Michelle Obama honors museum studies alumna

UMSL museum studies alumna Elizabeth Pickard (right) hugs first lady Michelle Obama after accepting the 2014 National Arts and Humanities Youth Program Award at a White House ceremony on Nov. 10. (Photo by Steven E. Purcell)

A hug from first lady Michelle Obama and an award made Nov. 10 a good day for Elizabeth Pickard, MA museum studies 2007.

At a White House ceremony, the University of Missouri–St. Louis alumna accepted the 2014 National Arts and Humanities Youth Program Award on behalf of the Missouri History Museum’s Teens Make History, a program she founded.
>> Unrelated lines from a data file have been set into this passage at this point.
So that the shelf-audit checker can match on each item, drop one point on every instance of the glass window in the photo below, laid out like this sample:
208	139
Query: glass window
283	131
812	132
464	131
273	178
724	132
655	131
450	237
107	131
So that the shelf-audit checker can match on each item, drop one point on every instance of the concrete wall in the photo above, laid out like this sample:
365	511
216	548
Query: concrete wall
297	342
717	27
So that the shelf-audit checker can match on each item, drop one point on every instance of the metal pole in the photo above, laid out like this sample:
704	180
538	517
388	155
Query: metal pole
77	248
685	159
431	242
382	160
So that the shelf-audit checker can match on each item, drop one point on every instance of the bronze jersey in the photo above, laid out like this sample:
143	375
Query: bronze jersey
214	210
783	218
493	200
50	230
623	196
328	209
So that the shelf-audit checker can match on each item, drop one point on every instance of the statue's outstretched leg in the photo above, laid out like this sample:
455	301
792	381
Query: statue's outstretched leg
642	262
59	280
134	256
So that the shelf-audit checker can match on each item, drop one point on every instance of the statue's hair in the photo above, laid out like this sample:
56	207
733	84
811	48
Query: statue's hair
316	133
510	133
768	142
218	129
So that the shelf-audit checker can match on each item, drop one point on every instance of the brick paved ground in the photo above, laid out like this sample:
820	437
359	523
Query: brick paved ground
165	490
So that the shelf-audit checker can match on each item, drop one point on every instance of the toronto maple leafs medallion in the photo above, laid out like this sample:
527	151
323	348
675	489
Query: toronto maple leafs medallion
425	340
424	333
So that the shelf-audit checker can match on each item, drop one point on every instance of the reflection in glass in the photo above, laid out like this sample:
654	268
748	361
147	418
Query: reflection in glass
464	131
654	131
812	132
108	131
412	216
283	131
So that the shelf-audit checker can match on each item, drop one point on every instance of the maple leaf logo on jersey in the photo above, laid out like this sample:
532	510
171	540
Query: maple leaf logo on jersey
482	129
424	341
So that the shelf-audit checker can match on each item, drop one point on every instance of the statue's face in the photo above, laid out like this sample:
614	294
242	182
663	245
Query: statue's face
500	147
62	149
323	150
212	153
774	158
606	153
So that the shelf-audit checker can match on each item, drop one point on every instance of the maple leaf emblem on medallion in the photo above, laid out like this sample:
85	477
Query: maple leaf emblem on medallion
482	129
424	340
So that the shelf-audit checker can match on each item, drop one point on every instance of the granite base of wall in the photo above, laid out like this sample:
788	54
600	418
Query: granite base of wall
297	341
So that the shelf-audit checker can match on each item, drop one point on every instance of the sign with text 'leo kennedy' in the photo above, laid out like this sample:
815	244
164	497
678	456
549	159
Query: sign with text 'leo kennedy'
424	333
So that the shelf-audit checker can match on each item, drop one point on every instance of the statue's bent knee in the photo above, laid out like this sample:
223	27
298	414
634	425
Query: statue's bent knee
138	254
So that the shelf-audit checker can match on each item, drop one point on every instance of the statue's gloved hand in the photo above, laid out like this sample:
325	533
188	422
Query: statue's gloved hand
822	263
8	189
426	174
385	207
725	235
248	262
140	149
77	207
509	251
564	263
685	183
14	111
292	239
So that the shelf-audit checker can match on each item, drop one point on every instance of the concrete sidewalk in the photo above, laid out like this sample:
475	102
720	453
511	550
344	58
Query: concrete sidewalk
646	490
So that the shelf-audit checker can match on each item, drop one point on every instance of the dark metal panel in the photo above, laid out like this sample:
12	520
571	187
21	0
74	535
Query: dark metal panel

“Receiving this honor from the first lady means so much to all those who have worked so hard on the Teens Make History program,” said Pickard, director of interpretive programs for the Missouri History Museum. “We began this program with the desire to make a lasting impact in a kid’s life beyond the school hours, particularly for at-risk youth. We wanted to bring together young people from across the region and with diverse backgrounds, and challenge them to rise above their expectations for themselves.”

Pickard jointly accepted the honor with Amesha Payne, a current Teens Make History student who attends the Carnahan School of the Future in St. Louis.

Pickard founded the Teens Make History for the Missouri History Museum in 2007. The work-based learning program encourages high school students to develop key professional skills, build self-confidence and explore the complexities of history. Students must first complete an eight-week museum studies workshop before they can apply for one of the paid, long-term apprenticeships at the museum. Participants complete real work projects.

Teens Make History was one of 12 after-school programs chosen from across the country for the prestigious honor. The awardees were chosen from a pool of more than 350 nominations and 50 finalists.

The award recognizes the country’s best creative youth development programs for using engagement in the arts and the humanities to increase academic achievement, graduation rates and college enrollment.

In addition to being recognized by the White House, the program will receive $10,000 and a year of communications and capacity-building support from the President’s Committee on the Arts and the Humanities.